Supreme Court and constitutional law roundup


  • Walter, your preferences in the gerrymandering case before the Court are shaped by your experience in Maryland where a Democratic legislature and governor in a state that is heavily Democratic chose to squeeze out even more Democratic congressional and legislative seats by drawing boundaries that would allow for “wasted” Democratic votes, primarily in Baltimore and PG County to be used to offset moderate to conservative voting areas otherwise.

    However, Wisconsin is, and has been, a closely divided state. Yes, the Republican governor and legislature squeezed out a couple of legislative seats in 2011. However, since then Republican dominance of the legislature under those boundaries has been extended. The reason for this has been that while the state balance remains close, rural and small town areas traditionally Democratic have moved right while the Madison area and the city of Milwaukee have become even more Democratic. In the 2014 governor’s race, there were Milwaukee precincts that voted 99%, and Madison precincts voting 95% Democratic.

    The inherent problem facing Wisconsin Democrats is that their supporters are inefficiently located for legislative races, not the boundaries drawn. The Brennan Center’s paper on this issue to support judicial intervention ignores this reality all together and assumes that if statewide voting patterns are not reflected in legislative elections, gerrymandering must be the cause. As I understand the arguments being made by the Democrats in this case, the kind of Illinois/Maryland gerrymandering that allows districts to be drawn so that the votes of African American and college town areas to offset otherwise mildly Republican suburban and rural areas would not only be permitted, but essentially mandated.

    We already have one set of Congressionally mandated gerrymandering practices in the Voting Rights Act. Most of the districts shown in newspapers as outrageous examples of gerrymandering are in fact districts drawn to comply with that Act. Theoretically, the courts could intervene to require geographically compact districts without regard to what this means for party balance in a legislature. However, that’s not what Brennan is suggesting, nor can anyone seriously suggest that our politicized judiciary could resist the temptation to draw the lines themselves to fit their personal political preferences.

  • The efficiency gap test advocated by those challenging the Wisconsin districts is essentially a demand for political affirmative action, via proportional representation. It would require the creation of bizarre-shaped districts, to offset the natural geographic disadvantages of liberals, who tend to be tightly concentrated in cities.

    An efficiency gap is not caused primarily by partisan redistricting, but rather by liberal Democrats bunching themselves in urban areas, and making such areas uncongenial to moderates and conservatives, resulting in moderate and conservative voters moving to the outer suburbs (through left-wing policies such as subjecting people’s children to weird left-wing indoctrination in the schools, or increasing taxes to levels that cash-strapped parents with many children — mostly independents or Republicans — cannot afford. Or acts of ideological intolerance by members of mostly liberal enclaves, such as vandalizing the roses or holiday decorations of a conservative neighbor, yet again, after he once again published a conservative letter to the editor in the local paper).

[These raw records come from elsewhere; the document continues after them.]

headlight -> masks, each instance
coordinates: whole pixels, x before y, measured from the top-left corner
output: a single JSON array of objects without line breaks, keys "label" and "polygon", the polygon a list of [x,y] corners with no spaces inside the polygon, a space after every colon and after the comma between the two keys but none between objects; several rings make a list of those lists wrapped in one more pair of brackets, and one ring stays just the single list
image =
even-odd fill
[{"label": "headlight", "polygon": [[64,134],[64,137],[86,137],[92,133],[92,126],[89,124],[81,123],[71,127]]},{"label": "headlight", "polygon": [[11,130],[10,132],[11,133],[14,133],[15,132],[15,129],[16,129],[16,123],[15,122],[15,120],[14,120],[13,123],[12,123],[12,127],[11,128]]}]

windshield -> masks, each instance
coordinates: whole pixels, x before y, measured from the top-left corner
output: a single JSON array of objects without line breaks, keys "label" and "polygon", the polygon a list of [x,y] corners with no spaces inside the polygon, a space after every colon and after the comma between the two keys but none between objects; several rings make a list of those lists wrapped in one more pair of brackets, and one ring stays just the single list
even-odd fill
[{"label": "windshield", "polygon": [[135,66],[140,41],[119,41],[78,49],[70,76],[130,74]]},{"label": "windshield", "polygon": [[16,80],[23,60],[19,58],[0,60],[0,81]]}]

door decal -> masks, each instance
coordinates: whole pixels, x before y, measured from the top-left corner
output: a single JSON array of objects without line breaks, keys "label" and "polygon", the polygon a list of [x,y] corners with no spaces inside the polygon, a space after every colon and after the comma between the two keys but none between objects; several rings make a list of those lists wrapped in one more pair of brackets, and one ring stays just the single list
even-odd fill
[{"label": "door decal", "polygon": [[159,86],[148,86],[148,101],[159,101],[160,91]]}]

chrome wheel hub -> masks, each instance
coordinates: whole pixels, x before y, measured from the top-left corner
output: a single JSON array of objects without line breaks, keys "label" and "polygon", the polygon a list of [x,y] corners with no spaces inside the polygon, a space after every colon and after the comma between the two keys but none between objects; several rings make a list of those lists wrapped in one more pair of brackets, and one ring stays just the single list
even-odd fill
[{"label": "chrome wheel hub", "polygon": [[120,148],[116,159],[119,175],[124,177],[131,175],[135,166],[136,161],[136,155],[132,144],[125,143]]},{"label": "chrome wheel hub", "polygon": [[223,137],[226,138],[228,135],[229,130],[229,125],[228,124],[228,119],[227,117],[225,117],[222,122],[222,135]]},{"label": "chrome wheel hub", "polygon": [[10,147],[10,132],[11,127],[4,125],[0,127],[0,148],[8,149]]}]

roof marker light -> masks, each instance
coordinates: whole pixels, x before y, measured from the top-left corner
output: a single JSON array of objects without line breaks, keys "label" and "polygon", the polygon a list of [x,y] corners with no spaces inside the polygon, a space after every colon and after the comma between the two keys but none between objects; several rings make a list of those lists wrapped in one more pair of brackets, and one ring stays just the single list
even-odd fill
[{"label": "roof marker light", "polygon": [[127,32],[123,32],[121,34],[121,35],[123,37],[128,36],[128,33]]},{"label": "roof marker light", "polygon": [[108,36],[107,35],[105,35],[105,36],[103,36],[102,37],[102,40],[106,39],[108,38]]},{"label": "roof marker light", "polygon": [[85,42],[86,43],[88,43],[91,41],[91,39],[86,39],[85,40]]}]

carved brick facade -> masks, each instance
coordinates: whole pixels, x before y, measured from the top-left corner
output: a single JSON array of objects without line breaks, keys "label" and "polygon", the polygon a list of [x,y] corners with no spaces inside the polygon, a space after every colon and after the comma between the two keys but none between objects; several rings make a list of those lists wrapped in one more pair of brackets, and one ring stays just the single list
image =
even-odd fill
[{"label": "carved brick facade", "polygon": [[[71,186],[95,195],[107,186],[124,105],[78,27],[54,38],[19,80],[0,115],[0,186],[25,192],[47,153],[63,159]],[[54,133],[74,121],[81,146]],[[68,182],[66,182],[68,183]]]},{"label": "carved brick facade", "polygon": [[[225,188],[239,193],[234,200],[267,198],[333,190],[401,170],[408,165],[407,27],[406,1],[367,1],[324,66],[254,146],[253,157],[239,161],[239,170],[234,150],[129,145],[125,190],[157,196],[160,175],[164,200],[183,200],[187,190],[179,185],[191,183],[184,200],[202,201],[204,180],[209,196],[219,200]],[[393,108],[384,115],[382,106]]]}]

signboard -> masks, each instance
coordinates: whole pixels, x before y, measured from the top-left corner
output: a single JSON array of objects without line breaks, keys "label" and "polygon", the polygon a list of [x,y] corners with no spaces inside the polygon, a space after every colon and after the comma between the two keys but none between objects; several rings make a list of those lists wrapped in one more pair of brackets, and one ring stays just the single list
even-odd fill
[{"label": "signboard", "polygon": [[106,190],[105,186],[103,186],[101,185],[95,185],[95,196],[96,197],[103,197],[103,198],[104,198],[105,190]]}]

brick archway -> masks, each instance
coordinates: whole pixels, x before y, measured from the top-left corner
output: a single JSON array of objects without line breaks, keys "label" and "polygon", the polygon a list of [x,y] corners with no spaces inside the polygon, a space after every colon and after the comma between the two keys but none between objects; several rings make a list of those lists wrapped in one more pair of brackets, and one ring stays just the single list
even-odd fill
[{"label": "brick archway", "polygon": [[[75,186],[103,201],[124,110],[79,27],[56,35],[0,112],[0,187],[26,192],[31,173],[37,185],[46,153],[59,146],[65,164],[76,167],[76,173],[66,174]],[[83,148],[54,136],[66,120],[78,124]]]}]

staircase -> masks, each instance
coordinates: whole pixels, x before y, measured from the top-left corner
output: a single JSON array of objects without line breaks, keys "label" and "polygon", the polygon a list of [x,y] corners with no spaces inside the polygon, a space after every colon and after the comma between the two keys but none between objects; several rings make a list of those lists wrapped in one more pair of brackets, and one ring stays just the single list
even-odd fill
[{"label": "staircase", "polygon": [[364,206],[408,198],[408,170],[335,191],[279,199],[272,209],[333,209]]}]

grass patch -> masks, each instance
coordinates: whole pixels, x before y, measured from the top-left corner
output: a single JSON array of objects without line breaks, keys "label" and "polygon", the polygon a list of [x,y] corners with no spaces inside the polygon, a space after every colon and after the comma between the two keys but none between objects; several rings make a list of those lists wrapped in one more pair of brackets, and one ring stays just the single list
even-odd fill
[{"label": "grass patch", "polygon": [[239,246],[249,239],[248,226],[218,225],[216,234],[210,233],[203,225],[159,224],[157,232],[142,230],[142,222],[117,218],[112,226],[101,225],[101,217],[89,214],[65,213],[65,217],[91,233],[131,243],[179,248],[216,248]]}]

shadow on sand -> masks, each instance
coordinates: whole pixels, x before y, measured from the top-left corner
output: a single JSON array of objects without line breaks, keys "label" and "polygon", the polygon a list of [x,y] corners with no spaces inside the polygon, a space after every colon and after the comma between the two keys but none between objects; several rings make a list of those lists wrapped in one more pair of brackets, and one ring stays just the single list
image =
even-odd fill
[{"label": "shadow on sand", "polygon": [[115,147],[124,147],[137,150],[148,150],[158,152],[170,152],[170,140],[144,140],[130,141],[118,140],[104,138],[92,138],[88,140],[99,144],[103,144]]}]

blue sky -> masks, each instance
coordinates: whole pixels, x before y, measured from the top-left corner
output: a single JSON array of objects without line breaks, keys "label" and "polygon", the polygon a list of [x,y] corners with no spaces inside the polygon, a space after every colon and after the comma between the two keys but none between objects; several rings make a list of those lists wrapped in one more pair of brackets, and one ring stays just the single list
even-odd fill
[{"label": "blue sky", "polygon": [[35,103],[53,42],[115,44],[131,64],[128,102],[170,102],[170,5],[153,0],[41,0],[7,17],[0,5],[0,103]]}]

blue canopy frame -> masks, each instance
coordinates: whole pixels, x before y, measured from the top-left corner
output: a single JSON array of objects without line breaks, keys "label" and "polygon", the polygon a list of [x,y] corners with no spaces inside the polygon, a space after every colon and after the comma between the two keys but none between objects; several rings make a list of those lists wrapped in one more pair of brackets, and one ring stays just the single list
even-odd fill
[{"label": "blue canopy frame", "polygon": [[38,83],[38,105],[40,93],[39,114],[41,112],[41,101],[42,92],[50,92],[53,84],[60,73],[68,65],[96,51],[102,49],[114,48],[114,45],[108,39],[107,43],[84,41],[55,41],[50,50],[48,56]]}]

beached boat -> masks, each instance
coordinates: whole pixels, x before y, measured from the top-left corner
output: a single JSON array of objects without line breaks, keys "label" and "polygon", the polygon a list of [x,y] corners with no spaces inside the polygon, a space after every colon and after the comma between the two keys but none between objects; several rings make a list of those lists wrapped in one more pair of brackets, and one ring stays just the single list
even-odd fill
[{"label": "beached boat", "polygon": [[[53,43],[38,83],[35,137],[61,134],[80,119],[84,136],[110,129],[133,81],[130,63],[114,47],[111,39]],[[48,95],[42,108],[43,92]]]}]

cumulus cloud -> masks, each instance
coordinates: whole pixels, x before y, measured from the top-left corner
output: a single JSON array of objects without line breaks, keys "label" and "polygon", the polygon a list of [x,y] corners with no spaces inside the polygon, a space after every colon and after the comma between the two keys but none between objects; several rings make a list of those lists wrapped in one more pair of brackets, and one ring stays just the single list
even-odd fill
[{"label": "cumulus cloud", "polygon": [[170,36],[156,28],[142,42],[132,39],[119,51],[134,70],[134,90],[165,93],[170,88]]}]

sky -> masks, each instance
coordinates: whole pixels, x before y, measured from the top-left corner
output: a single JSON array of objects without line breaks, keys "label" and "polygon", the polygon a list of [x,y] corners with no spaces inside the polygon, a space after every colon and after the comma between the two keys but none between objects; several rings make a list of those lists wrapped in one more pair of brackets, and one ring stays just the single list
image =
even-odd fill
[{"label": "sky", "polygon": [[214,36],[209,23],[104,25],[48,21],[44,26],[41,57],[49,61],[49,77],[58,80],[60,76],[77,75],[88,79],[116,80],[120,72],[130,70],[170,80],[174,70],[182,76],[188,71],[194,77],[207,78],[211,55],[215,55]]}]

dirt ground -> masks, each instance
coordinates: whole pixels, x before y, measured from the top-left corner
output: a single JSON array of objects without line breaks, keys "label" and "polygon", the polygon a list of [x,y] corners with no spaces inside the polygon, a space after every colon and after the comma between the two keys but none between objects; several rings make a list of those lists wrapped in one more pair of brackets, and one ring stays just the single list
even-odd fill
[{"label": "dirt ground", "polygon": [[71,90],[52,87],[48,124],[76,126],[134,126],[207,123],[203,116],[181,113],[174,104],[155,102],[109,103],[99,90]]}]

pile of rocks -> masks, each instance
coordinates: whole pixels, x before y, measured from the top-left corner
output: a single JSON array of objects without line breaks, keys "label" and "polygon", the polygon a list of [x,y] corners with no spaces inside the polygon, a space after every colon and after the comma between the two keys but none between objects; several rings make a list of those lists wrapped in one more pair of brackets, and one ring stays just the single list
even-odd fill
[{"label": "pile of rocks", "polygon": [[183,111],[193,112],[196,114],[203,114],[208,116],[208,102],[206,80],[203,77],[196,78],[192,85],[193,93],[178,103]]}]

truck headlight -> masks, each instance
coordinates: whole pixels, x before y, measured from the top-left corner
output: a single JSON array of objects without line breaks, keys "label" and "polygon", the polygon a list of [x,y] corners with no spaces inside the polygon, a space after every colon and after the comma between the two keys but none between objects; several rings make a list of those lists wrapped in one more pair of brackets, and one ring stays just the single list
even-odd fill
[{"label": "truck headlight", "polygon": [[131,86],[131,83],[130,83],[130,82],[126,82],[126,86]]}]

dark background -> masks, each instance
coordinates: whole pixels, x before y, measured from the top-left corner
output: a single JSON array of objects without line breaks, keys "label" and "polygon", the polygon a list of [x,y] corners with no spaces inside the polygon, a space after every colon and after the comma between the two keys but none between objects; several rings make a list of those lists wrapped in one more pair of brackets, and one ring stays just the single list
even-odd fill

    Efficency gaps are also present, often even more heavily than in Wisconsin, in redistricting done by courts or “non-partisan” commissions (for example, Kansas and Missouri, with non-partisan or court-ordered redistricting, had bigger efficiency gaps than Wisconsin). Wisconsin’s districts are not weird gerrymanders, and are compact and follow traditional districting principles that combine areas that share common interests.

    Getting rid of the efficiency gap would require, rather than eliminate, gerrymandering. The only way to get rid of the so-called efficiency gap that is endemic in legislative districting would be to draw weirdly shaped districts that stretch from cities to remote rural areas. Most such existing weird gerrymanders are due to the demand for race-based districts imposed by the Voting Rights Act and its demand for racial proportionality. Similar weird gerrymanders would be required by the Supreme Court adopting the Wisconsin challengers’ “efficiency gap” test for political “gerrymandering.” That test would mandate, rather than eliminate, gerrymandering.